A Europa e os Estados Unidos são excelentes em ensinar aos outros o que é moralmente correcto e economicamente sensato. Mas a mensagem que geralmente chega – como a persistência dos subsídios agrícolas dos EUA e da Europa deixa claro – é “faça o que eu digo, não o que eu faço”. Especialmente após os anos de Trump, os Estados Unidos não têm mais nenhuma pretensão moral, nem têm credibilidade para dar conselhos. O neoliberalismo e a economia de gotejamento nunca foram amplamente adoptados no Sul Global e agora estão saindo de moda em todos os lugares.
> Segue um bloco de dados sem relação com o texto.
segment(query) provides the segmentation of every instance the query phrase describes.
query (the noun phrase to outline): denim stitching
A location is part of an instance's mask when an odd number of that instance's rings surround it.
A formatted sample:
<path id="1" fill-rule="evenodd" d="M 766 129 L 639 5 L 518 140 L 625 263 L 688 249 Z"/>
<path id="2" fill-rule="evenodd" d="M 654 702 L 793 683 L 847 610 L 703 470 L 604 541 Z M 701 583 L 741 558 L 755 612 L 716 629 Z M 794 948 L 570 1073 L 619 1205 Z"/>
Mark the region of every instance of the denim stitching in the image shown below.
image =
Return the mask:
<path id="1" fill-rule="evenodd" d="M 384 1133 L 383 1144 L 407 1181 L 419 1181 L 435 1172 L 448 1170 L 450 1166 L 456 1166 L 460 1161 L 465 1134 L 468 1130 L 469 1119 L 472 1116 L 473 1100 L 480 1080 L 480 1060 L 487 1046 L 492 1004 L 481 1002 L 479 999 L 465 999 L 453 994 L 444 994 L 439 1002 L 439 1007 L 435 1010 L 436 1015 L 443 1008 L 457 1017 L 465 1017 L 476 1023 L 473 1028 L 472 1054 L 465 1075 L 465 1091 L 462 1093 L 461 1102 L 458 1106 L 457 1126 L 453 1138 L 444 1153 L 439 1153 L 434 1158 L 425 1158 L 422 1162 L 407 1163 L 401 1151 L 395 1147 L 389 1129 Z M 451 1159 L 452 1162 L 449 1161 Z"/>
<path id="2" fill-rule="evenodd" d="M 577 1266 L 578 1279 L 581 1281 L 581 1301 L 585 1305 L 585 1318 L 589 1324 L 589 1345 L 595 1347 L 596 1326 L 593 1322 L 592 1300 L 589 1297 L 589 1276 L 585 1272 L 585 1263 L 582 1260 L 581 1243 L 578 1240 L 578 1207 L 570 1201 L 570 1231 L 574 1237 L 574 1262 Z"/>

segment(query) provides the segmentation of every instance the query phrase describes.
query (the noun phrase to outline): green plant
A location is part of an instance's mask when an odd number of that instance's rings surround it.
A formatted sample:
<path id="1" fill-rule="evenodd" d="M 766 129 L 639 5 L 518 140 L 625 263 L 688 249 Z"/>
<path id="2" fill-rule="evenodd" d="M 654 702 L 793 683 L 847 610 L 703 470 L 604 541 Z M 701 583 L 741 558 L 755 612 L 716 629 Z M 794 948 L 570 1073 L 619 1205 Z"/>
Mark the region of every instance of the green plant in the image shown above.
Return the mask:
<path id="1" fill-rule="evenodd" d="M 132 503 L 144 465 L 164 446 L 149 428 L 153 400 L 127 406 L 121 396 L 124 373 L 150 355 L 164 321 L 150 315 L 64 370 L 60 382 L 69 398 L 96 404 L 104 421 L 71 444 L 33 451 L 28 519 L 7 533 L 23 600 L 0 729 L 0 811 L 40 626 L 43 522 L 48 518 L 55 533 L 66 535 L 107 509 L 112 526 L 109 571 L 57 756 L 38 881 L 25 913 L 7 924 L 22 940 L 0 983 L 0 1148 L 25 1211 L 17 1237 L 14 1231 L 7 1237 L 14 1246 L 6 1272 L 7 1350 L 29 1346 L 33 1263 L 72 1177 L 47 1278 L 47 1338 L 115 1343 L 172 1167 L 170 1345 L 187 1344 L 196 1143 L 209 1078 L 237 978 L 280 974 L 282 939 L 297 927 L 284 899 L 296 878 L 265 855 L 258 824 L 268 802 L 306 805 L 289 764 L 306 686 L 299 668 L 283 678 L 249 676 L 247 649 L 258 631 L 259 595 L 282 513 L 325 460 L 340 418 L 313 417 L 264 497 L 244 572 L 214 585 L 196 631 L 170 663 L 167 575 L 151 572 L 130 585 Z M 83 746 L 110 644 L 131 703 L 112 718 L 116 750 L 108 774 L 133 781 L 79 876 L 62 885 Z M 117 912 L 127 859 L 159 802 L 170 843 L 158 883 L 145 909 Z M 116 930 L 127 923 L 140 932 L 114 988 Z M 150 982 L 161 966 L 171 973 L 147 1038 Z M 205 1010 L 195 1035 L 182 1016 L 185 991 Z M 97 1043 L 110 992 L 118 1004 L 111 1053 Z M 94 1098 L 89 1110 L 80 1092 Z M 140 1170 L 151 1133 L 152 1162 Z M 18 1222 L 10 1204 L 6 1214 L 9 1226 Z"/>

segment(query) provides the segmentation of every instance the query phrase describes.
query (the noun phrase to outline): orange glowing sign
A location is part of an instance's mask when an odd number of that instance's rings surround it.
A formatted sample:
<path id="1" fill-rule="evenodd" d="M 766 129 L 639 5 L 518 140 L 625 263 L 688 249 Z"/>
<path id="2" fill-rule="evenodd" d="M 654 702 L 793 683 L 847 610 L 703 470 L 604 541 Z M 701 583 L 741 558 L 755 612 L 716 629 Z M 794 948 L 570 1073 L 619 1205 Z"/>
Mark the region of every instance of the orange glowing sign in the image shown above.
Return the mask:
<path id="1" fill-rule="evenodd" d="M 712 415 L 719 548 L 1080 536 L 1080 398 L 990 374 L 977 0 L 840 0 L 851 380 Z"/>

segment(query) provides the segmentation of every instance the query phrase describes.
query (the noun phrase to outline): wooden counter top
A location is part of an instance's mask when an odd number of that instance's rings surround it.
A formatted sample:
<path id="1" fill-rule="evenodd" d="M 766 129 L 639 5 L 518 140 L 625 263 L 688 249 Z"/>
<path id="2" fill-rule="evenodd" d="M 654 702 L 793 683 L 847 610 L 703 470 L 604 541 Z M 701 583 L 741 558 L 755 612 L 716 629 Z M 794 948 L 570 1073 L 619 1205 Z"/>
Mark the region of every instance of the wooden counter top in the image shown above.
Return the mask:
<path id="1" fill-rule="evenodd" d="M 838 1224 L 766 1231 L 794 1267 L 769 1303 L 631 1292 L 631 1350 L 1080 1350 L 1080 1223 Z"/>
Ao mesmo tempo, a China se destacou não em dar palestras, mas em fornecer infra-estrutura sólida  aos países pobres . Sim, esses países muitas vezes ficam profundamente endividados; mas, dado o comportamento dos próprios bancos ocidentais como credores no mundo em desenvolvimento, os EUA e outros dificilmente estão em posição de apontar o dedo. 1

Eu poderia continuar, mas o ponto deve ficar claro: se os EUA vão embarcar em uma nova guerra fria, é melhor que entendam o que será necessário para vencer. As guerras frias, em última análise, são vencidas com o poder brando de atracção e persuasão. Para sairmos no topo, precisamos convencer o resto do mundo a comprar não apenas nossos produtos, mas também o sistema social, político e económico que estamos vendendo.

Os EUA podem saber como fazer os melhores bombardeiros e sistemas de mísseis do mundo, mas não nos ajudarão aqui. Em vez disso, devemos oferecer ajuda concreta aos países em desenvolvimento e de mercados emergentes, começando com uma isenção de todas as propriedades intelectuais relacionadas ao COVID para que possam produzir vacinas e tratamentos para si mesmos.

Igualmente importante, o Ocidente deve mais uma vez tornar nossos sistemas económicos, sociais e políticos a inveja do mundo. Nos EUA, isso começa com a redução da violência armada, melhorando as regulamentações ambientais, combatendo a desigualdade e o racismo e protegendo os direitos reprodutivos das mulheres. Até que tenhamos provado que somos dignos de liderar, não podemos esperar que outros marchem ao nosso ritmo.

JOSEPH E. STIGLITZ

Joseph E. Stiglitz, Prémio Nobel de Economia e Professor Universitário na Universidade de Columbia, é ex-economista-chefe do Banco Mundial (1997-2000), presidente do Conselho de Assessores Económicos do Presidente dos EUA e co-presidente do Conselho de Comissão de Nível sobre os Preços do Carbono. Ele é membro da Comissão Independente para a Reforma da Tributação Corporativa Internacional e foi o principal autor da Avaliação Climática do IPCC de 1995.